Clicky

November 25, 2024
Palestinians cancel Pfizer vaccine agreement with Israel

Palestinians cancel Pfizer vaccine agreement with Israel

The abrupt turnaround came after health officials in Ramallah inspected the first delivery of almost 90,000 doses Friday afternoon, the Palestinian Health Minister said.

”It was found that the doses did not conform to the technical specifications as previously agreed upon, and that their expiry date was close,” minister Mai Alkaila said, according to the official Palestinian news agency Wafa.

”Hence, we reached out to Prime Minister Muhammad Shtayyeh, and a decision was made to cancel the deal,” Alkaila added.

The move to transfer Israel’s surplus stock of Pfizer vaccines to Palestinians in the occupied territories, an arrangement already in the works under the previous Netanyahu administration, according to Israeli media reports, was announced Friday morning by the Israeli government.

A government statement had acknowledged the vaccines “will expire soon” but it was not clear exactly how much time remained for Palestinian health authorities to administer the doses before expiration.

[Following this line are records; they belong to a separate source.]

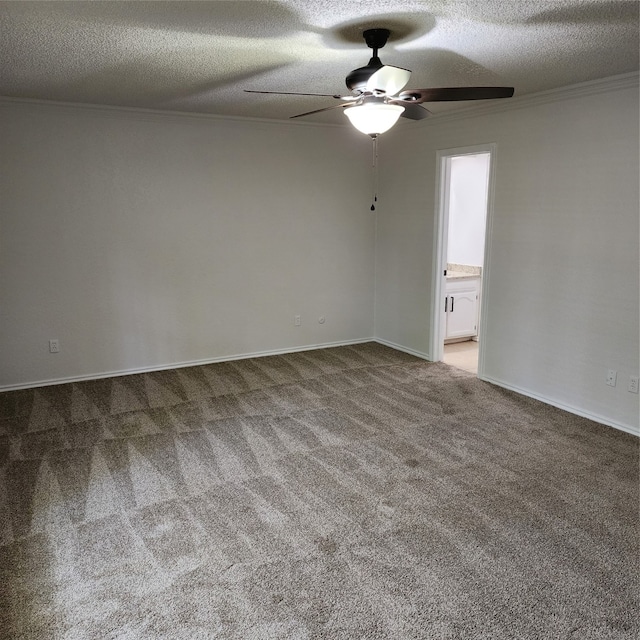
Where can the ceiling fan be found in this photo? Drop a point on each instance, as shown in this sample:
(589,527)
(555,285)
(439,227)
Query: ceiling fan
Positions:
(377,97)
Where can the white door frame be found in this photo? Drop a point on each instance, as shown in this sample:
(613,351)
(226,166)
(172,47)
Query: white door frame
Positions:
(440,236)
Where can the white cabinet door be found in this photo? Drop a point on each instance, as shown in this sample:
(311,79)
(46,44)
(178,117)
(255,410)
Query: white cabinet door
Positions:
(462,309)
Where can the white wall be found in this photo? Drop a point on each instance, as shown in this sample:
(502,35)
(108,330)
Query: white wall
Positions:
(468,209)
(562,278)
(142,240)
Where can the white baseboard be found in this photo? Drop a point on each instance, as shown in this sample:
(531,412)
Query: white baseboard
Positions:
(565,407)
(179,365)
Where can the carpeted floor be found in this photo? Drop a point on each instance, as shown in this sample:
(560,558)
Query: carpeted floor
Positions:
(346,493)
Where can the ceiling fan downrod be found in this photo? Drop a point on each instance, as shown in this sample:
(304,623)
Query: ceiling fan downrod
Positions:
(375,39)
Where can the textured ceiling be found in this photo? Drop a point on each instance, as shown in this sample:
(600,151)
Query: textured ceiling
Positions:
(199,56)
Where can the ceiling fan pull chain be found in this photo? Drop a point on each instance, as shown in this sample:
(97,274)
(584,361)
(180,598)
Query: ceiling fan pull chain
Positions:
(374,167)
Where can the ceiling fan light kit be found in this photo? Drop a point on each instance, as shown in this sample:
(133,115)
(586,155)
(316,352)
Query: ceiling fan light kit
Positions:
(377,98)
(374,118)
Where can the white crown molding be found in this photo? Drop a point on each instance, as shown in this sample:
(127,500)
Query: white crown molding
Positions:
(561,94)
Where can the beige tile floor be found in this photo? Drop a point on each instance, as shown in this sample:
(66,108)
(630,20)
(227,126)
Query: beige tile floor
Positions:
(462,355)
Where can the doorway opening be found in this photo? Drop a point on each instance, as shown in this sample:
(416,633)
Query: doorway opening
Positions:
(460,268)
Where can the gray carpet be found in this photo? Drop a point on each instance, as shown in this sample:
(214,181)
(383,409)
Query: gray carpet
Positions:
(346,493)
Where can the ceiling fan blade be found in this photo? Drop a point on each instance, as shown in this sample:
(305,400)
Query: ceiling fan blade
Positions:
(295,93)
(451,94)
(413,111)
(388,79)
(308,113)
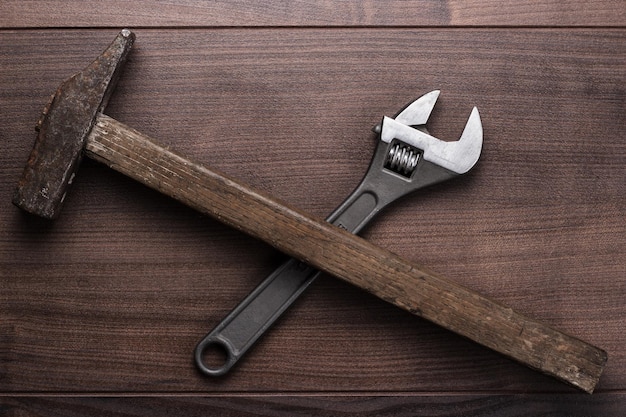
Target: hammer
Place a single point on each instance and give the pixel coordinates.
(72, 125)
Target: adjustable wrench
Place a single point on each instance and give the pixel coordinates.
(403, 162)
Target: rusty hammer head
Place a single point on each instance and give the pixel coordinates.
(63, 129)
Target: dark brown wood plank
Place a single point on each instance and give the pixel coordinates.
(194, 13)
(114, 296)
(606, 405)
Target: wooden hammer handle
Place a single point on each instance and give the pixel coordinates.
(347, 256)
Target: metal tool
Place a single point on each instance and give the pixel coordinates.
(73, 125)
(402, 163)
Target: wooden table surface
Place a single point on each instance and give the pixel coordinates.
(100, 310)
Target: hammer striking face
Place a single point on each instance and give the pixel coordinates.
(63, 129)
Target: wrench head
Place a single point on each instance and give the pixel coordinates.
(459, 156)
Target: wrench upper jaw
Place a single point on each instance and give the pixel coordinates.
(458, 157)
(417, 112)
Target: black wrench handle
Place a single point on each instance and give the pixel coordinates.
(267, 302)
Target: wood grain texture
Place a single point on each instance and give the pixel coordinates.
(322, 406)
(331, 249)
(114, 296)
(228, 13)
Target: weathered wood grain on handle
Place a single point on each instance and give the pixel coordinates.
(348, 257)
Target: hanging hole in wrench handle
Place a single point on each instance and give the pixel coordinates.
(214, 357)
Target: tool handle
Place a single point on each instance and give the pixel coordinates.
(346, 256)
(256, 313)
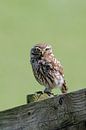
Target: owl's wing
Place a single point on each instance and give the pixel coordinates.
(55, 65)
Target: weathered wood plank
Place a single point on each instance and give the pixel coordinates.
(51, 114)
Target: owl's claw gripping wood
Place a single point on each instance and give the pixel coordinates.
(47, 70)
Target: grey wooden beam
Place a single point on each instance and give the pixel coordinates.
(63, 112)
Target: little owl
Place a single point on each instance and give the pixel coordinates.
(47, 70)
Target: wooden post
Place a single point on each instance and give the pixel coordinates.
(63, 112)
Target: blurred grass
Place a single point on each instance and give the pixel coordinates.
(23, 23)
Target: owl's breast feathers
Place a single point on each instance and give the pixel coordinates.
(54, 64)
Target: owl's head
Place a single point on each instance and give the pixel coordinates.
(39, 50)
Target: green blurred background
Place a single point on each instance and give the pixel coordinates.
(62, 23)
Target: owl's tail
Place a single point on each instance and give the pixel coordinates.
(64, 88)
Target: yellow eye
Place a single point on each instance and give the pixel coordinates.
(48, 49)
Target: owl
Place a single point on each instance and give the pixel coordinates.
(47, 70)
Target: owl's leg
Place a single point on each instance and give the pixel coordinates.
(48, 91)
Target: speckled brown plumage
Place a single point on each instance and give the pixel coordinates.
(47, 70)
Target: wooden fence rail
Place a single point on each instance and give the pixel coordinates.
(63, 112)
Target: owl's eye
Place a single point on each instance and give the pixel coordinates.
(48, 49)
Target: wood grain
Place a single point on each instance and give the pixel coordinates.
(63, 112)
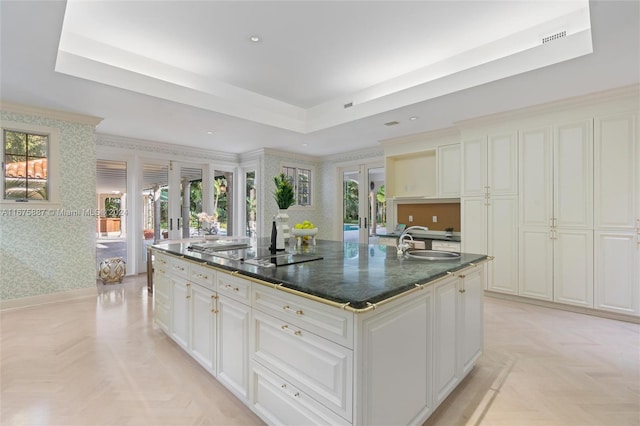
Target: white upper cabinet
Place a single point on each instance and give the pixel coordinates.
(573, 175)
(449, 171)
(424, 165)
(615, 172)
(490, 165)
(502, 164)
(536, 178)
(474, 167)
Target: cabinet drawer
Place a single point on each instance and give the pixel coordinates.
(317, 366)
(445, 246)
(163, 317)
(234, 287)
(279, 402)
(202, 275)
(160, 262)
(178, 267)
(327, 321)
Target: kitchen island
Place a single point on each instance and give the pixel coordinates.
(360, 336)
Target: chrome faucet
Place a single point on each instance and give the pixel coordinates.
(402, 245)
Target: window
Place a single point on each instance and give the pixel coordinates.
(301, 180)
(29, 164)
(25, 165)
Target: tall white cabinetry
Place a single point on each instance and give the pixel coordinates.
(234, 321)
(617, 216)
(556, 219)
(489, 205)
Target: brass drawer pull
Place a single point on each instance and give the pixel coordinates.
(296, 311)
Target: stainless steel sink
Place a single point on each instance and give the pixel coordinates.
(432, 255)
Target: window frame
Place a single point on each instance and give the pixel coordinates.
(53, 165)
(297, 168)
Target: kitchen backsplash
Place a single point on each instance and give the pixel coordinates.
(447, 214)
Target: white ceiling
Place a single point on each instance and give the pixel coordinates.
(172, 71)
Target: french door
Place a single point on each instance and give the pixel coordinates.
(363, 203)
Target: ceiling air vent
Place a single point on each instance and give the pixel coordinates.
(554, 37)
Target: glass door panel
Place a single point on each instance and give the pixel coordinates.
(351, 205)
(251, 205)
(376, 204)
(363, 204)
(155, 204)
(111, 223)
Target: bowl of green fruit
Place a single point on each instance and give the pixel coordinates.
(305, 231)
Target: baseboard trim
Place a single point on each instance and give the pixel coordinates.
(24, 302)
(553, 305)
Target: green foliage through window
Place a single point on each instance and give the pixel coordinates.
(25, 165)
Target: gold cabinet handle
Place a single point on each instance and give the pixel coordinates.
(296, 332)
(287, 308)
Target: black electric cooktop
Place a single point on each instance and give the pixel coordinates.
(257, 256)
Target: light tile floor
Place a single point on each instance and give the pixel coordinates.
(101, 360)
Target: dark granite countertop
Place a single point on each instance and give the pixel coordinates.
(351, 273)
(427, 236)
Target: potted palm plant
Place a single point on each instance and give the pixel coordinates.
(285, 198)
(284, 192)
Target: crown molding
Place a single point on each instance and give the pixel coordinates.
(50, 113)
(591, 99)
(361, 154)
(142, 145)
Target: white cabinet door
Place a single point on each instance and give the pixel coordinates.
(203, 326)
(503, 244)
(162, 299)
(449, 171)
(281, 403)
(536, 178)
(397, 344)
(616, 272)
(474, 225)
(472, 330)
(573, 175)
(317, 366)
(445, 339)
(615, 172)
(233, 345)
(573, 267)
(502, 164)
(180, 312)
(474, 167)
(535, 266)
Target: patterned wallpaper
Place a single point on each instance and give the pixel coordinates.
(54, 253)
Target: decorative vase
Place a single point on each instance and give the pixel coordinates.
(282, 226)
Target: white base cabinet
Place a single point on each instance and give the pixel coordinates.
(616, 272)
(399, 363)
(297, 361)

Israel to transfer at least 1 million Covid-19 vaccines to Palestinians in swap deal

According to Reuters, Alkaila said Israel had told the PA the vaccines expired in July or August, but it turned out the true date was June.

As part of the agreed arrangement, a shipment of Pfizer vaccines intended for the PA later in the year was to have been transferred to Israel instead. The PA says it is now calling on Pfizer to speed up that shipment to Palestinians, as per the original contract.

Israel’s leaders won considerable international acclaim for the country’s highly successful rollout of Covid-19 vaccinations to its population of 9 million earlier in the year.

But they were criticized for failing to provide vaccines to cover Palestinians living in the West Bank and Gaza, which under the Geneva Conventions Israel is obliged to do.

Israel argued that it was relieved of those obligations by the Oslo Accords, signed by Israeli and Palestinian leaders in the 1990s, which allocate responsibility for medical care provision to the Palestinian Authority.

Almost 450,000 Palestinians in the West Bank and Gaza have received a Covid-19 vaccine so far, according to PA figures, of whom just over 270,000 have received two doses. The two territories have a population of between 4.5 million and 5 million people.